Todo mundo explode em gargalhada. Era a primeira piada que o Camarão dizia em 31 anos. Junto, vinha Feitiço, uma lenda dentro do futebol brasileiro. Em média de gols, por partida, ele tem um recorde que ainda está em pé: 3,2, totalizando 46 tentos em 18 jogos. Monstruoso, alto e forte, destaca-se dos demais, abaixa-se, arranca um pouco de grama e vira-se para o Hugo:

– Lembra-se da dificuldade que foi gramar o campo pela primeira vez?

E cala-se, pensativo. Depois vem o Evangelista. Calado, magro, procura omitir-se de tudo. E por último, trazido pelo ex-presidente Guilherme Gonçalves, rijo, olha para o lugar do médio-esquerdo. As suas mãos firmes de cirurgião tremem. Sua voz está embargada pela comoção:

– Falta o Alfredo.

O grupo fica em silencio. Começa a chover.

Mas do outro lado aponta o esquadrão campeão de 1958, o Santos Futebol Clube de hoje. Na frente, o técnico Lula, seguindo-o vem Manga, Laércio, Getúlio, Dalmo, Ramiro, Zito, Urubatão, Dorval, Afonsinho, Pagão, Pelé e Pepe. Só não está o mestre Jair. Sua mãe adoecera e ele seguira para Barra Mansa.

Os “Demônios da Praia”, de ontem e de hoje, da esquerda para a direita: Dorval, Siriri, Afonsinho, Camarão, Pagão, Feitiço, Pelé, Araken, Pepe e Evangelista. Os dois ataques totalizaram duzentos e cinquenta e sete tentos, em dois campeonatos (1927 e 1958). A revista “O Cruzeiro” os reuniria pela primeira vez.
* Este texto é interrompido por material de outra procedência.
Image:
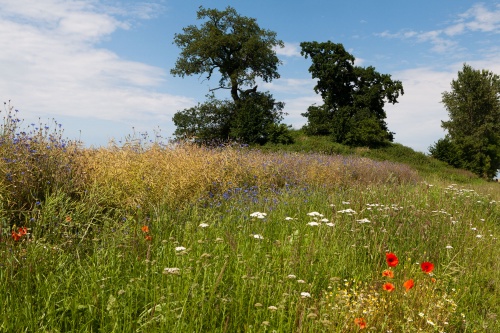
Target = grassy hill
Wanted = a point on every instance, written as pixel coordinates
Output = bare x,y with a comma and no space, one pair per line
424,164
312,237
Era outro esquadrão recordista: assinalara 143 gols num campeonato profissional, número nunca igualado no Brasil. Vinha também Pelé, o Deus Negro do futebol brasileiro, com 58 gols, recorde absoluto dos certames profissionais. Era o Santos de hoje que, de maneira singela, iria homenagear o Santos de ontem, aquele mesmo Santos que conseguira o título de “Campeão da Técnica e Disciplina”, o mesmo Santos que cercara e gramara, com as suas mãos, o estádio de Vila Belmiro.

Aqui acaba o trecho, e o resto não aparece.